Ricardo Martínez, fundador de Radio Rebelde, relata que ella pensaba irse a servir de maestra pero Fidel la designó para trabajar en la emisora guerrillera, otro de los grandes aciertos del Comandante en Jefe.
Luego del triunfo, Violeta dirigió la radiodifusora en la década de los 60 del siglo XX.
Otro locutor legendario, al que no podemos dejar de mencionar es Manolo Ortega, maestro de ceremonias y conductor en los actos públicos en que aparecía Fidel, locutor de los noticieros nacionales de la televisión cubana y del Noticiero Icaic Latinoamericano que dirigió durante muchos años Santiago Álvarez, además de otros espacios informativos en la radio.
Nacido en Ciego de Ávila, entonces perteneciente a la provincia de Camagüey, fue llevado a España por sus padres, quienes eran oriundos de ese país.
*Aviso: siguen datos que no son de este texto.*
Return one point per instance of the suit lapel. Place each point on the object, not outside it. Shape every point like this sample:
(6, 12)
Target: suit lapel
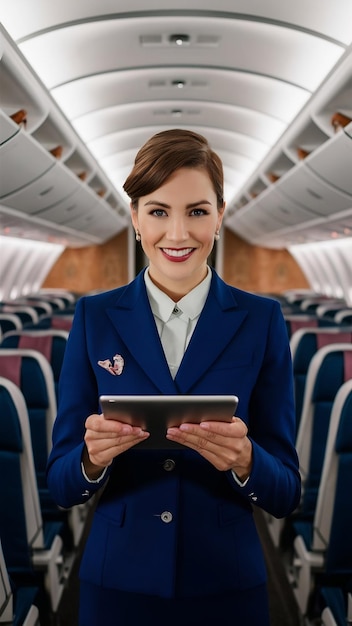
(218, 323)
(133, 319)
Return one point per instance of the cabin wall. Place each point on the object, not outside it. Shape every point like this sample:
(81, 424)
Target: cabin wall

Allí Manolo Ortega, siendo ya un joven, se involucró en la lucha a favor de las causas justas cuando combatió en la Guerra Civil Española y sufrió reclusión en los campos de concentración fascistas de Francia por su afiliación a la Juventud Socialista.
De regreso en Cuba, en el año 1939, se incorporó inmediatamente al trabajo en la radio donde, entre otras cosas, incursionó en la narración deportiva.
Entre los eventos más relevantes que cubrió no puede dejar de mencionarse la invasión mercenaria por Playa Girón en abril de 1961.
De estos dos iconos de la locución en Cuba hay mucho que contar. Más de lo que normalmente ocupa una nota periodística. De la misma forma hay mucho que decir de los demás locutores que han desarrollado y desarrollan su imprescindible labor en los medios de comunicación cubanos. A todos ellos, muchas gracias.